Consequently, if we who have true light are forced by society to hide that light in our homes, how dark will be everywhere else, especially as, in the public realm, works of darkness are extolled as “light,” and evil deeds are proclaimed “good.”

Therefore, we cannot hide our light under a bushel, but must shine it boldly that, perhaps, some will see it and be delivered from the cultural darkness. Those who insist on turning from the true light will walk in their own shadows, in increasing darkness. They will continue to drag us to the gallows of privatization, where they hope to take away righteousness.

In keeping with current trends, individuals will be tempted to either deny their faith or hide it. They may be coerced into compromise with new age philosophy or the social gospel. Some will stand firm in their convictions—at the expense of jobs, promotions, or businesses. They may suffer estrangement of friends or family. Discrimination will increase against those rooted in the Word of God.

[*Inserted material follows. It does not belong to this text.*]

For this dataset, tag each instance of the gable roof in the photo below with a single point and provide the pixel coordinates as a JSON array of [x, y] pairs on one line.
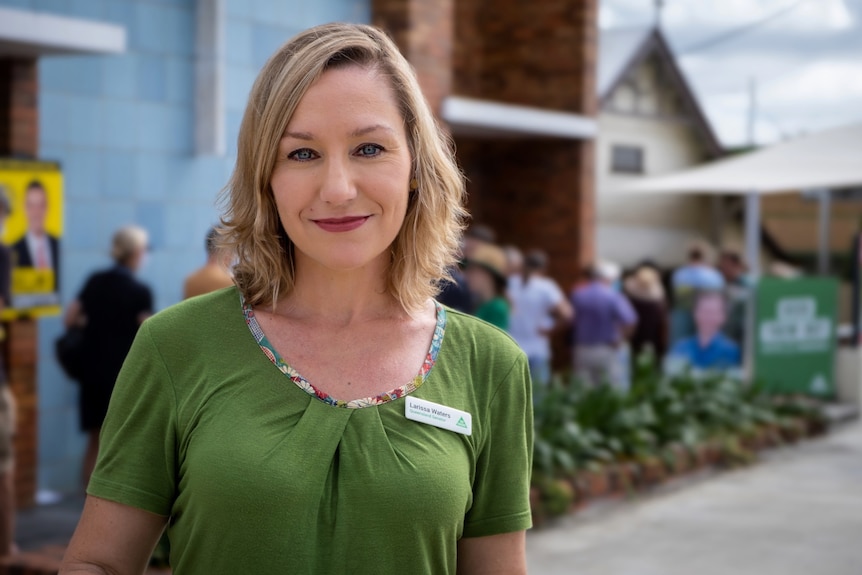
[[621, 50]]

Moreover, family structure is changing, and soon the traditional Christian family will be an oddity. As this trend continues, Christian families will either draw closer together as a unit or be split apart by the conflict caused by upside-down morality and inside-out justice.

The ministry may change as society seeks to dictate acceptable topics of sermons and topics which must be avoided to keep the PC police, and resultant lawsuits, away. Churches that fall to this compromise will fade in significance, letting their light go out. Now, more than ever, it is important for churches and individual believers to “earnestly contend for the faith which was once delivered to the saints” (Jude 3). (Do we not see that happening now?)

We must pray that the deceitful web of privatization will be dissolved. We can work to insure that first amendment rights are granted to Christians in public office. We can even work to put more Christians in public offices. But the die is cast. Many in this country do not want to be reminded of their rebellion against the God who created them, the God who established this nation of liberty, the God who loves them and “gave himself for” them (Gal. 2:20).

We need to pray for the leaders of the land and for the individuals who reject God, who unwittingly seek to force their twisted bias upon us. They are not the enemy. The spirit behind them is.

Only God’s love can change hearts; only God’s love can turn the tide; only God’s love sincerely shown by Christians can reverse this dangerous trend. Christians need to “shine as lights in the world; holding forth the word of life,” (Phil. 2:15, 16). Only then will our nation’s end not be that spoken by Isaiah—“behold darkness and distress” (Isa. 5:30).